Existing home sales on track for their worst year since 1992
U.S. existing home sales fell for a fifth consecutive month in October and are on track for their worst year in decades, as elevated mortgage rates and a lack of supply kept buyers on the sidelines.
According to the National Association of Realtors (NAR), existing home sales fell by 4.1% to an annual pace of 3.79 million units—the weakest since 2010, just after the subprime mortgage crisis. The nation also had 26 million fewer people at the time.
On a 12-month basis, sales were down a whopping 14.6% in October.
Barring a miracle rebound in November and December, existing home sales are on track for their worst year since 1992.
“Prospective home buyers experienced another difficult month due to the persistent lack of housing inventory and the highest mortgage rates in a generation,” said NAR chief economist Lawrence Yun.
While housing inventories grew slightly in October—up 1.8% to 1.15 million units—they were down 5.7% from a year ago. At the current sales pace, only 3.6 months’ worth of homes are available on the market.
However, buyers are still competing for whatever is available, leading to multiple offers, “especially on starter and mid-priced homes,” Yun said. That competition pushed average home prices up 3.4% to $391,800, marking the fourth consecutive year-over-year increase.
With prices still hovering near record highs, why are existing homeowners sitting on the sidelines? They are simply waiting for mortgage rates to drop.
A frozen market
The average homeowner has seen the value of their property grow by more than $100,000 in just three years. But they’re afraid to cash in because they don’t want to trade their current mortgage rate for a much higher one.
According to Realtor.com, nearly 82% of homeowners feel “locked in” by their current mortgage rate, which is likely in the 3-4% range (and even lower in some cases).
This so-called “golden handcuffs” phenomenon has crippled the housing market and contributed to the worsening affordability gap.
“The combination of high prices, high mortgage rates, and millions of homeowners unwilling to move, given they've locked in low rates, has frozen the market,” said Robert Frick, an economist at Navy Federal Credit Union.
“Many people have decided to sit on the sidelines—'Let's stay in our home for now; we can save up our money for a higher down payment down the road,'” Gino Tozzi, a real estate consultant with Realcomp, told Axios.
At what point do homeowners break free from their golden handcuffs? The tipping point is when mortgage rates fall below 5%, according to a recent report from real estate marketplace Zillow.
Current homeowners are almost twice as likely to sell their home if their mortgage rate is 5% or higher.
Mortgage rates remain elevated
Mortgage rates have declined for three consecutive weeks but remain well above Zillow’s tipping point.
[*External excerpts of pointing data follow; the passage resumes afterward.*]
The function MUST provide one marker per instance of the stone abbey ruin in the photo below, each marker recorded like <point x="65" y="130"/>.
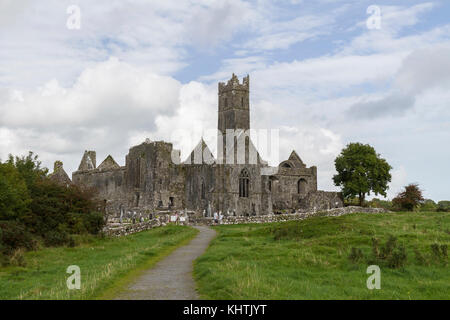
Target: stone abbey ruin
<point x="151" y="181"/>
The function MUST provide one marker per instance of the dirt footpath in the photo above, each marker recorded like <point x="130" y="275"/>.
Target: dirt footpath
<point x="171" y="278"/>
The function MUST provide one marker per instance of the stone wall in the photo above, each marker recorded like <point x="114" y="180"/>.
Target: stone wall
<point x="287" y="217"/>
<point x="124" y="230"/>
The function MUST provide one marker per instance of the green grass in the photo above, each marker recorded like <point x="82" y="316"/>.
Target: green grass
<point x="309" y="259"/>
<point x="106" y="265"/>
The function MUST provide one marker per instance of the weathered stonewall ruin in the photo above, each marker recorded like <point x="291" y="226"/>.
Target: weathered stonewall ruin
<point x="151" y="181"/>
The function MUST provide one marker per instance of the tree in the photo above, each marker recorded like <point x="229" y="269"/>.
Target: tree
<point x="361" y="171"/>
<point x="428" y="205"/>
<point x="14" y="195"/>
<point x="410" y="199"/>
<point x="444" y="206"/>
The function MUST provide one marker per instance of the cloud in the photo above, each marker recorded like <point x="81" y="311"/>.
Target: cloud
<point x="392" y="105"/>
<point x="105" y="104"/>
<point x="422" y="70"/>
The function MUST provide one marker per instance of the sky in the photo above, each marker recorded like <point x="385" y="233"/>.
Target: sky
<point x="105" y="75"/>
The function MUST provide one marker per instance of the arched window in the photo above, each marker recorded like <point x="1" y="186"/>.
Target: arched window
<point x="203" y="190"/>
<point x="301" y="186"/>
<point x="244" y="183"/>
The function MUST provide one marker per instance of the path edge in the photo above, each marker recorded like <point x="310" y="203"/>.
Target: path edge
<point x="119" y="286"/>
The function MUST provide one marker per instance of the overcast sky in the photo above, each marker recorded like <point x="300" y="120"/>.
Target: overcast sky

According to Freddie Mac, the average 30-year rate reached 7.44% last week—more than doubling in the last two years.
To help spark a recovery in the housing market, industry heavyweights, including the Mortgage Bankers Association, National Association of Home Builders, and NAR, have called on the Fed to bring down the borrowing costs or “signal its intent that it will not raise interest rates further.”
They may get their wish, but mortgage rates are unlikely to decline substantially in the near future.
Goldman Sachs analysts Roger Ashworth and Vinay Viswanathan predict that the 30-year rate will be 7.1% by the end of 2024 and 6.6% by the end of 2025. That’s a far cry from the 3-4% levels homebuyers enjoyed in the decade following the financial crisis.